Highlighting a blog post today by KuppingerCole over on MSSP Alert, which digs into the recently released NIST “Zero Trust Architecture” publication. It’s a great read, and so I will quote liberally from the article.
In practice, Least Privilege means only granting sufficient permissions to accomplish specific actions and not more than that; Defense-in-Depth means inserting layers and gates of security at all relevant control points in a use case. Wide open networks behind firewalls are easy targets. These ideas have become more commonly accepted in modern security architectures, as organizations realize that firewalls and other perimeter-based designs are porous and not sufficient for protecting against proliferating threats.

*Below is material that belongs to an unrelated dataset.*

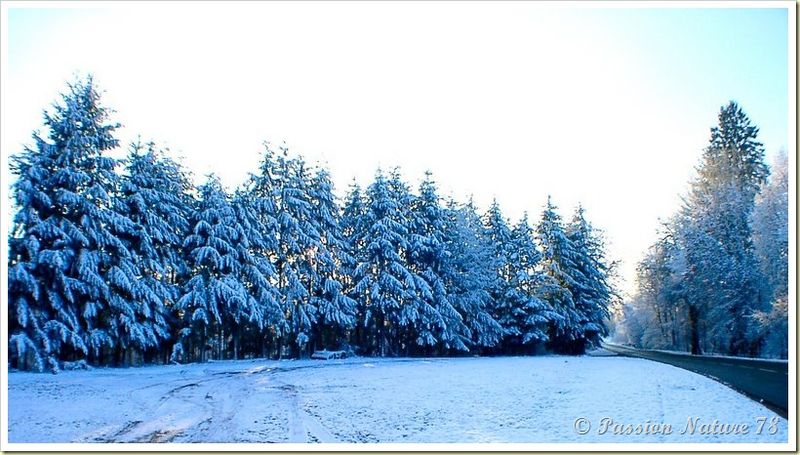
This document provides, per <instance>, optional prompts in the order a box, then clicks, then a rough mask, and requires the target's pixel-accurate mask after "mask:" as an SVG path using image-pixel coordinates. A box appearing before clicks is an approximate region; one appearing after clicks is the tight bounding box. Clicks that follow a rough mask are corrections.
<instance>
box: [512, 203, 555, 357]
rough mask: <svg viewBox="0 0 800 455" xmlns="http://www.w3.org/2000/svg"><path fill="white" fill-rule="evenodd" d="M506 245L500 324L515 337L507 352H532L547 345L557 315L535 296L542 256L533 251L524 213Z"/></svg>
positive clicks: (529, 233)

We have often heard about “Zero Trust Networking” at trade shows and conferences. SP 800-207 does a good job of explaining that ZTA is not limited to networks. In fact, ZTA must transcend network-layer thinking in order to be successful.
Why do we care?
I’m preaching ZTA aggressively and want to observe this is not a product based solution, but a services based one. All the products in the world won’t deliver zero trust, so the onus is entirely on services providers.
That puts all the benefit and opportunity there too. I’m not convinced that smaller providers really understand this architecture and design, so I’m going to be promoting it. It may not be first mover territory, but I think there is a lot of room to grow.